Raw camera pixel values are digitized at 16 bits. NFI pixel values are sums of several camera frames, and can therefore have values greater then 2 16.

Level 0 files have two-letter codes with a spacecraft number appended. WFI1, WFI2, and WFI3 are assigned the numbers 1-3, and NFI is assigned the number 4. Polarized images have the codes “PMn”, “PZn”, and “PPn” where “n” is the spacecraft number. The M, Z, and P refer to physical polarizer angles relative to camera-frame horizontal, though these are not calibrated at this level. Clear images (taken with no polarizer in the beam) have the codes “CRn”. These sixteen codes (four image types and four spacecraft) form the bulk of the L0 dataset.

Level 1#

These are photometrically calibrated, conditioned data from the PUNCH cameras, maintained as separate data files from each spacecraft. The Level 1 data have similar naming scheme to Level 0, with the same product codes. The data are destreaked, despiked, flat-fielded, PSF-corrected, and stray-light subtracted; and have WCS fields with precise alignments derived from the in-image starfield. The images are floating-point values in mean-solar-brightness units.

Level 2#

These are rectified NFI images and full-constellation mosaic trefoil images, resampled to output projection coordinates (gnomonic projection for NFI and azimuthal-equidistant projection for the mosaics). Polarization is given in the virtual-polarizer M,Z,P system. The images are intended to be photometric, astrometrically regularized images of the celestial sphere with all light sources included.

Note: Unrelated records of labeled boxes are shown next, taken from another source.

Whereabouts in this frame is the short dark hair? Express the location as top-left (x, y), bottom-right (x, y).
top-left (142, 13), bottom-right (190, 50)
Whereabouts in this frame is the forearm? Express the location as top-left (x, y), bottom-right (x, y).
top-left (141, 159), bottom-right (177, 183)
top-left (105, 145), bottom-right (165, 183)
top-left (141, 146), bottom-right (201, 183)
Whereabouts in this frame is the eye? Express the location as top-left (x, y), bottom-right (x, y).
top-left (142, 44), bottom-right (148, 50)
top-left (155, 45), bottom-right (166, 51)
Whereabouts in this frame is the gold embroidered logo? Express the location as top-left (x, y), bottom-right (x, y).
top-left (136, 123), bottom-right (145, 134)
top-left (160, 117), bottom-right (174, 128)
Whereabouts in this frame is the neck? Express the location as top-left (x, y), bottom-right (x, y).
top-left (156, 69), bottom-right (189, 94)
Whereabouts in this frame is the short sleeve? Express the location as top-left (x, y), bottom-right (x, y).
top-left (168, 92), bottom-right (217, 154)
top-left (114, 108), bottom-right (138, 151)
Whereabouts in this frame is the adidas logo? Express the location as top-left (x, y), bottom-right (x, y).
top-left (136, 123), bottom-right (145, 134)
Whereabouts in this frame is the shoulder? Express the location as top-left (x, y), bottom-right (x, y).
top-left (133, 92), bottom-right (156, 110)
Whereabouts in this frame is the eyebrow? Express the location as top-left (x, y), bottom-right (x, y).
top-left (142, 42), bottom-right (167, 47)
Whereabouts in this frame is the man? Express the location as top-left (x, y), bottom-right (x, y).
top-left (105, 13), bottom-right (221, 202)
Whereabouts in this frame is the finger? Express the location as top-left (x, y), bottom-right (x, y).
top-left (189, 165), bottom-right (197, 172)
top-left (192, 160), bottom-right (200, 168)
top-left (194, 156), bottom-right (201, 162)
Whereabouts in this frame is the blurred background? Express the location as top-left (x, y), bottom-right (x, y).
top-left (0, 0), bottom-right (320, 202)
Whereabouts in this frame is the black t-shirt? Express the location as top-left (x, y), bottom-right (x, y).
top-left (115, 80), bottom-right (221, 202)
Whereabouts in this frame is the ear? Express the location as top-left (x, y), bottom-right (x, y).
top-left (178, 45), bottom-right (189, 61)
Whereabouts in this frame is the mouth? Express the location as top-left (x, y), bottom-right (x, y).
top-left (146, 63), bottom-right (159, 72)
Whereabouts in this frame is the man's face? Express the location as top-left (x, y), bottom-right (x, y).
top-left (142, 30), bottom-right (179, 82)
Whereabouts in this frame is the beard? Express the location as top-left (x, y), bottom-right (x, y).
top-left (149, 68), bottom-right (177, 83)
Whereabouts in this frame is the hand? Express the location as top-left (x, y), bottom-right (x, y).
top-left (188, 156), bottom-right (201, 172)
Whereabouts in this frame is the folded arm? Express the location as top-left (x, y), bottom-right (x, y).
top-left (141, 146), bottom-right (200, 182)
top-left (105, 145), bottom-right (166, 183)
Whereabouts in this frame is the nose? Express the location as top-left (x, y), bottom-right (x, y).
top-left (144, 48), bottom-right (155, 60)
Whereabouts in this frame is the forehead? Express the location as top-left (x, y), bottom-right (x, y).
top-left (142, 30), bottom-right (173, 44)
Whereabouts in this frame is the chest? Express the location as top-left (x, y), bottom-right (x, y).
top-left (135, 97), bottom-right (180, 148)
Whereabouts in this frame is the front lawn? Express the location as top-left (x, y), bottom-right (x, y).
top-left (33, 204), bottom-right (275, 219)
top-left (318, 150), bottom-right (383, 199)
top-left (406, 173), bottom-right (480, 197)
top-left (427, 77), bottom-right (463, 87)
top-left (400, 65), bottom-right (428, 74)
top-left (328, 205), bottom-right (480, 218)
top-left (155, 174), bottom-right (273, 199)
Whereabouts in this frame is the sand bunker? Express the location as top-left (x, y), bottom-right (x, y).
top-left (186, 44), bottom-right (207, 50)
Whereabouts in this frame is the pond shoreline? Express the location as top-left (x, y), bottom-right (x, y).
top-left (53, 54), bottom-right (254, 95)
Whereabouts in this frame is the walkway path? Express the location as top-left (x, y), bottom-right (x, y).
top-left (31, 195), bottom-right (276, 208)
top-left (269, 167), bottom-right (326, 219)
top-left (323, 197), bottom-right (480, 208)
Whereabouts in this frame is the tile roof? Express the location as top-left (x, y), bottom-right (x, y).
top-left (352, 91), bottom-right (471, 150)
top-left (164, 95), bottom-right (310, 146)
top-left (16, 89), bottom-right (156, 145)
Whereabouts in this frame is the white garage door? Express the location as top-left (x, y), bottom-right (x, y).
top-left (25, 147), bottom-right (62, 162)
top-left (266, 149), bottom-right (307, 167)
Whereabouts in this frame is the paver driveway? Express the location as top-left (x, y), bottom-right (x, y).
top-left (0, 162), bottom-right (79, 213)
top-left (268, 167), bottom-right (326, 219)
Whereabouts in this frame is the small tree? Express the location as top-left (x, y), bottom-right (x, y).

The product codes are “PTM” for polarized trefoil mosaics, “CTM” for clear trefoil mosaics, “PNN” for polarized NFI images, and “CNN” for clear NFI images.

Level 3#

Two intermediary product codes describe data products just before the final L3 products, “PIM” for polarized intermediate mosaics, and “CIM” for clear intermediate mosaics. These products have F-corona subtraction, but no starfield removal.

Level 3 products are background-subtracted and are intended to be usable directly as coronal and solar-wind images. The basic product codes are similar to the Level 2 codes, but include long-term average products (“PAM”, “PAN”, “CAM”, and “CAN”) that fill in the entire circular FOV by averaging across 32 minutes of PUNCH data acquisition. In addition, a wind-flow product “VAM” describes derived solar-wind motion.

Level Q: QuickPUNCH#

These images are intended to be useful for space weather forecasting. They use a time-asymmetric background modeling scheme that permits low-latency production. They’re produced for NOAA’s space weather forecasting infrastructure, but are also made available to other users.

NFI images include a large and very dynamic stray light component. We are working on a technique to handle this. For now, we are using a PCA-based approach to fit and remove this stray light, and the F corona is also removed by it. We fit about 50 PCA components to a group of about 500 good images (i.e. not outlier images—no corrupted regions, no heavy saturation). The fitted components are then used to transform and un-transform an image to be subtracted. This reconstructed image, composed of only the leading PCA components, tends to contain the stray light and F corona but little of the K corona, and we subtract it out. The image to be subtracted is excluded from the set of images the PCA is fit to, to reduce the likelihood that dynamic K corona structure is contained in the PCA components. To reduce the impact of planets and the Moon, which can leave prominent artifacts in the leading PCA components, we divide the image plane into quarters. Each quarter is fit and filtered separately, with the fitting only using images that do not contain a planet or the Moon in that quarter. This quartering approach, combined with outlier image rejection, tends to reduce an initial set of 1000 images to about 500 that are actually fit for any one quarter of the image.

Because this PCA approach removes the F corona from the NFI images but we are not yet subtracting the F corona from WFI images, NFI is currently excluded from the CTM mosaics, but this will be changed in the future.

Level L: QuickLook#

These images are intended for viewing and are published in JPEG2000 (.jp2) format.